Did We Just Entirely Relive the Eagles 2007 Season?

The players were different, but the similarities were freakishly similar between Philly’s last two 8-8 teams.

  • In 2011, Eagles starter Michael Vick threw for 3,303 yards. In 2007, the Eagles starter, Donovan McNabb, threw for 3,324 yards, a difference of 21 yards. Michael Vick threw for 18 TDs and ran for one for a total of 19. McNabb threw for 19 TDs and ran for zero.

 

  • Vince Young filled in for 3 games, threw 4 TDs and had 9 Ints. In 2007, AJ Feeley filled in for 2 1/2 games. He threw for 5 TDs and 8 Ints. Young had a Cmp% of 57.9. Feeley’s % was 57.3. Feeley ‘s two losses as starter (he went 0-2) were to the Seahawks and the Patriots.

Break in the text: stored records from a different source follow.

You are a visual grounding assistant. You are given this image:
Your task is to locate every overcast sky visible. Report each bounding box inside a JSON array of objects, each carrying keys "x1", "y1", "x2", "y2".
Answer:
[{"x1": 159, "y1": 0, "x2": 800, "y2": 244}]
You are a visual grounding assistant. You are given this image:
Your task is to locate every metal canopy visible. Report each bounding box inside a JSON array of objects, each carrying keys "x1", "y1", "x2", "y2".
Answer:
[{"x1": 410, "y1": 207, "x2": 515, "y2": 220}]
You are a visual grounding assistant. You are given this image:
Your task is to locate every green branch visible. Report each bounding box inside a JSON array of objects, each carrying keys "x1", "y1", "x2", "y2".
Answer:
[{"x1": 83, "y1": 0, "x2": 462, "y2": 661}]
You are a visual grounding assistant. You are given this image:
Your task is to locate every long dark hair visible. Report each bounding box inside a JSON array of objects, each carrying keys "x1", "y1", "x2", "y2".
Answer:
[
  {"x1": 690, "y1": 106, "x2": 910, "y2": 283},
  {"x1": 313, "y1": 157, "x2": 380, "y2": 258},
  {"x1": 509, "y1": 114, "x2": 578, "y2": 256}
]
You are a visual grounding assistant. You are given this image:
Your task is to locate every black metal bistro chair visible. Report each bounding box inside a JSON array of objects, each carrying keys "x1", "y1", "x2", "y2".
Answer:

Vince Young’s two losses as starter (he went 1-2) were to the Seahawks and the Patriots.

 

  • In 2007, Brian Westbrook led the team with 1,333 yards rushing. He was the 2nd leading rusher in the NFC. LeSean McCoy led the team in 2011 with 1,309 yards, a 24 yard difference. He was also the 2nd leading rusher in the NFC.

 

  • In both years, the Eagles beat the Jets, Dolphins, Cowboys, Redskins, and Giants and lost to the Seahawks, Bears, Giants, and Patriots.

 

  • In 2007, the Eagles held a 3-point lead heading into the 4th quarter against the Bears but blew it to fall 2 games below .500. In 2011, the Eagles held a 4-point lead heading into the 4th quarter against the Bears but blew it to fall 2 games below .500.

 

  • The 2007 Eagles defense was 9th in points allowed. The 2011 Eagles were 10th in points allowed.

 

  • Their primary kick returner in 2007 (Correll Buckhalter) averaged 21.6 yards per return. Their primary kick returner in 2011 (Dion Lewis) averaged 21.6 yards per return.

 

  • Their kicker in 2007 (David Akers) made 24 field goals. Their field goal kicker in 2011 (Alex Henery) made 24 field goals.

 

  • And of course in both years this team proved that nobody is better with the pressure off. In 2007, with the playoffs out of the question, they won the final 3 games of the season to finish 8-8 and save Andy Reid’s job. In 2011, with the playoffs out of the question, they won the final 4 games of the season to finish 8-8 and save Andy Reid’s job.

 

  • (One final, kind of funny note: remember how much Reno Mahe drove us nuts in 2007 for being so bad at returning punts? He was actually quite a bit better than DeSean was this year. He averaged 8 yards per return. DeSean averaged 6.7.)

 

If you liked this column, be sure to check out Why We Hate Dallas, the story of the Philly pro basketball team funded by cocaine money, and our more or less insane coverage of the 1911 World Series presenting as if it were live


3 Comments on “Did We Just Entirely Relive the Eagles 2007 Season?”

  1. Dan Koch says:

    It’s funny the speed at which the NFL moves. Some of these names — Reno Mahe, Correll Buckhalter — seem like they were unearthed from distant, dusty vault in my memory, but we’re only talking four years here. If someone mentions Darnell Autry, I may start writhing on the ground.

    This is a great article. In terms of trajectory, the year seems very similar to what I remember 2007 feeling like. I think the one difference was the expectations going in. 2007 was on the heels of that bizarre Jeff Garcia dream year, which seemed like an illusion even as it was happening. 2011 was built on mammoth expectations from all of the free agent signings. In the end, both were disappointments, but 2007 seemed easier to shrug off.

  2. Dan, how about this: 4 years ago Brian Westbrook was probably the best player in the NFL. He was as good of a runner as Shady, but a much better pass receiver. 4 years later, he’s out of football.

  3. Dan Koch says:

    Very true. One day he was great, the next day he was concussed, the third day he was gone. The end.

    That’s one of the reasons I’ve always preferred baseball to football. In football, the players themselves, with very few exceptions, are so ephemeral that it’s hard to develop any attachments. In baseball, even the players who stink or are washed up seem to hang around in perpetuity, such that you grow to like them, even as they drive your team to ruin. It’s basically Stockholm Syndrome.